According to the Worldcoin website, the only data the orb stores is an “IrisHash”, a set of numbers generated to identify the individual. The orb does not store any biometric data.
“Images collected by the Orb are promptly deleted unless explicitly requested by the person signing up,” a Worldcoin spokesperson told Context in emailed comments.
Once the individual receives their unique IrisHash and their crypto wallet, they receive a “World ID”, or digital passport.
From Afghanistan to Britain, biometrics and digital IDs are increasingly used to allow people to vote and access basic services like healthcare and food banks.
Worldcoin has done orb testing in countries including Sudan, Chile and Indonesia, and says its World App will be available in more than 80 countries.
How has the project been received?
Altman and OpenAI, the startup behind ChatGPT, have been in the spotlight since late last year, with interest in artificial intelligence growing by leaps and bounds.
Worldcoin has attracted investment from some of Silicon Valley’s biggest venture capital firms, including Andreessen Horowitz and Blockchain Capital.
After initially criticising the project, Blockchain Capital’s Spencer Bogart said it offers “the most compelling solution” to sybil attacks – where a hacker creates multiple identities to take over an online network.
The company’s website describes Worldcoin as an ethereum-based “new, collectively owned global currency that will be distributed fairly to as many people as possible”.
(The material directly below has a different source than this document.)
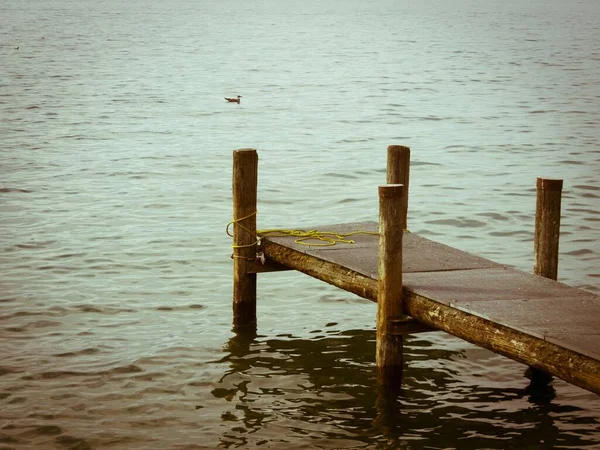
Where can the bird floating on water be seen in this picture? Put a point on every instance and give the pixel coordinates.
(233, 100)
But tech experts say that the currency is no different from other crypto coins in its volatility.
“There’s nothing to say that any company is going to accept this for payment or that you can do anything with it,” said Peter Howson, a crypto expert from Britain’s Northumbria University.
What does it mean for users’ privacy?
Worldcoin has drawn criticism over its handling of biometric data.
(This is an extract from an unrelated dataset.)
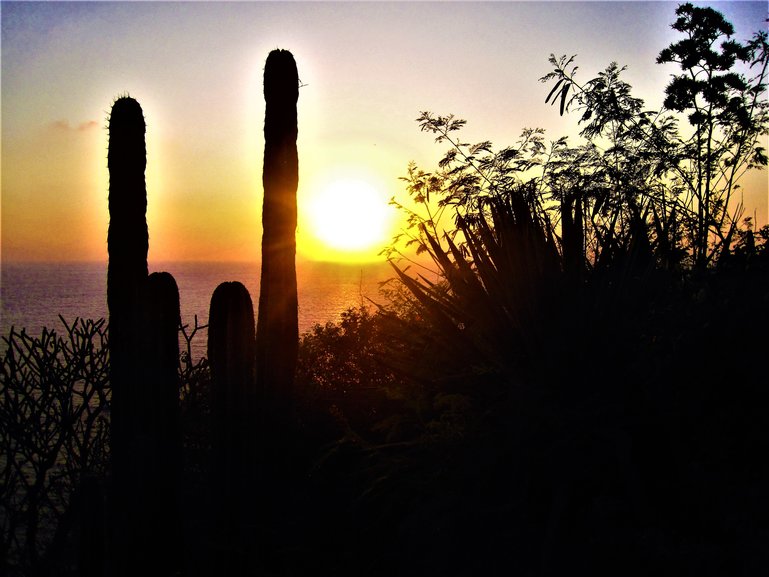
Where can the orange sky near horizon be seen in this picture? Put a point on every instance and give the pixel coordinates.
(368, 69)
In response to Altman’s tweet introducing the project in 2021, former U.S. intelligence contractor Edward Snowden tweeted, “Don’t catalogue eyeballs”.
An investigation by MIT Technology Review raised concerns over Worldcoin’s method of collecting biometric data from developing countries, such as Indonesia, Kenya and Colombia during the testing of the project.
The investigation found that the company used “deceptive marketing practices, collected more personal data than it acknowledged, and failed to obtain meaningful informed consent” from users.
Molly White, a crypto researcher who runs the website Web3 is Going Just Great, told Context that testing is “emblematic of a practice in the tech industry to experiment on communities that don’t have as much agency and might be more easily coerced into engaging in the project.”
For Howson, “it’s a considerable amount of data the prospective user has to give up … When that (data) goes missing, it causes problems forever.”
According to a Gizmodo report, people in China have been buying iris scans on the black market to access the Worldcoin beta network, which provides KYC verifications for the World App.
To ensure users’ privacy, Worldcoin says that once its systems are optimised, it will anonymize and destroy users’ biometric data.
Even though it has recorded and stored thousands of iris scans to train its algorithms, the company has yet to provide a deadline for deleting data.
“The only personal data that leaves the Orb is a message containing a numerical representation of the most important features of the image, the iris code, to validate uniqueness,” said the Worldcoin spokesperson.